All good advice, but you could also continue feeding NLS and just use less of it. That has worked for my fronts coming on 8 years now. Initially I fed them daily, but with adult Fronts and NLS this is likely going to be too much. Mine are fed every 2 to 3 days now. I have no shyness problems at all - and I've had kid's B-day parties in the room with the tank. Best of luck!


----------



## Razzo (Oct 17, 2007)

Ron R. said:


> Conditioning is consistency. I believe in consistency.......in lighting, feeding, water changes.........
> 
> It sounds like you have a mature group of fish. Mine are too. *Do you have them on a light schedule?* Russ mentions he has a shop light on and uses his tank lights at night to feed and enjoy his fish. I have 2 36" Marineland Double Bright LED lights and 2 sets of moonlights I got from Digikits. *I have the LEDS on an auto-timer and the moonlights on a separate one*. My mobas are on a routine. When I started out keeping fronts back in '88 I used to keep the lights off most of the time because when I turned them on all heck would break loose. I like seeing and enjoying my fish so I have my mobas on a light schedule.
> ...


Ron, I need to get my lighting on a timer. My lighting is a hodgepodge of various stuff. Lighting just may be my summer project this year.

Russ


----------



## Super Turtleman (May 21, 2007)

Good info here. I think I'll keep mine on NLS for now and reduce the feedings.Just starting to breed so I don't want to make drastic changes.


----------



## fiupntballr_2 (Apr 9, 2013)

I find the Fronts are really good at telling you when they're not hungry and I quickly learned how NLS can really fill them up.

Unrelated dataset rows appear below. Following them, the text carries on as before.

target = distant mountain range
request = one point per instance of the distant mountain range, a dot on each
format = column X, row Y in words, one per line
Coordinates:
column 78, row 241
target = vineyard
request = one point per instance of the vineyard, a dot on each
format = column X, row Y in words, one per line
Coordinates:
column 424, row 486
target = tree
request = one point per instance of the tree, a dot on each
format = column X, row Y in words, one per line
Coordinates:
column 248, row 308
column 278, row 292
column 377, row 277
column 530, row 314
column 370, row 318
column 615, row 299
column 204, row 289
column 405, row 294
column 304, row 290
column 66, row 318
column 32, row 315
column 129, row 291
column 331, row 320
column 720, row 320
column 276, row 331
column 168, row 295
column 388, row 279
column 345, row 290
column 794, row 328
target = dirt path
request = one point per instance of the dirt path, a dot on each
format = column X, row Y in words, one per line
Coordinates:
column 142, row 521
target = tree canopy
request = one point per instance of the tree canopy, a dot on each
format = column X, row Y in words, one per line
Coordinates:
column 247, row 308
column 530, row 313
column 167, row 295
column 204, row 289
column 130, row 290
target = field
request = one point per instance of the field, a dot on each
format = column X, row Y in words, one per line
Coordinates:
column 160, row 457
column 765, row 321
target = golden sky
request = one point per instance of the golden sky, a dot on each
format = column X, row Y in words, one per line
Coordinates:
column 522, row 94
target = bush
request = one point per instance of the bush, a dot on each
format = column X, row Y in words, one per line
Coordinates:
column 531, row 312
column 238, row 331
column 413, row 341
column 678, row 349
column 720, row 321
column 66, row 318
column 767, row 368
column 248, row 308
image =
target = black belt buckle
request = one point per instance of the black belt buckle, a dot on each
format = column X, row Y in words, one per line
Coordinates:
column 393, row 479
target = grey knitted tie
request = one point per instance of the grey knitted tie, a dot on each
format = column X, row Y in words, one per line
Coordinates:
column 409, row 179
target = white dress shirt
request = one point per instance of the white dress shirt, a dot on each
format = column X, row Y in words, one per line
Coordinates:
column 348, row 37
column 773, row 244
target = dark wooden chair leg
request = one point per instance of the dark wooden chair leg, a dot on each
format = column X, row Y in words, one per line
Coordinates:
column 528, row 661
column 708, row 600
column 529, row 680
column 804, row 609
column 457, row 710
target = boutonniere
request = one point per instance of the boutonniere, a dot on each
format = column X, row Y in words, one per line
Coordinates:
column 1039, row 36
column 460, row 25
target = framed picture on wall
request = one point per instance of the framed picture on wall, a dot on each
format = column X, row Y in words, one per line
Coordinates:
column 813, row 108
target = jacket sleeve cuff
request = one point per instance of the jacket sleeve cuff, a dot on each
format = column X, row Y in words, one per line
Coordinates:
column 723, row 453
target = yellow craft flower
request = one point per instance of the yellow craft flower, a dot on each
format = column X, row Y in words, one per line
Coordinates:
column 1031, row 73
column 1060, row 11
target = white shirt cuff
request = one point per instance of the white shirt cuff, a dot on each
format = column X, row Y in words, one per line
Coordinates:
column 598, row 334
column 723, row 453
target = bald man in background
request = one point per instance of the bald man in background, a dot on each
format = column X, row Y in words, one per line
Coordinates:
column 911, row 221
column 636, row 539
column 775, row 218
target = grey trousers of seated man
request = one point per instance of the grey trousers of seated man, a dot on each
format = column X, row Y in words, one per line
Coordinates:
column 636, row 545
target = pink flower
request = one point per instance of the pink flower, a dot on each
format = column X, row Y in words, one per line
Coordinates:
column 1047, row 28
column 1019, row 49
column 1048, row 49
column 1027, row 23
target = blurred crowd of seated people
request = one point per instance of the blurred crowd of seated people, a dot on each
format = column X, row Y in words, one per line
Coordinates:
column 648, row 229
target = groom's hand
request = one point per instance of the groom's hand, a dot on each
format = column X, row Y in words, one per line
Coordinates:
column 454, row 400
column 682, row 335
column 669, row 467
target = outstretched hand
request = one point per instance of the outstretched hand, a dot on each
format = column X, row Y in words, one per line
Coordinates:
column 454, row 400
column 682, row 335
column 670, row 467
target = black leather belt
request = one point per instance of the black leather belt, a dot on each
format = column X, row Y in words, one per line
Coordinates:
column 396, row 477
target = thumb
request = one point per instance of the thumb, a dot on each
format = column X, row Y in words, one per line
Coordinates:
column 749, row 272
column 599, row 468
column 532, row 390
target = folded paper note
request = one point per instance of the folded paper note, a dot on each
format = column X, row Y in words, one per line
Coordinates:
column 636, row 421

Here is a video I shot today randomly and you will see near the end how they all freak out and take off over the smallest things.

The male and now the 3rd female of the month. They are comfortable but just get very skittish over small things.





I have started the mysis stuff yesterday. They really really liked it... lets see how the conditioning goes.

You will see at 2:10 on fish get chased and the whole tank went bananas including a couple smashing into glass....


----------



## Razzo (Oct 17, 2007)

Cool capture of the spawning opcorn:


----------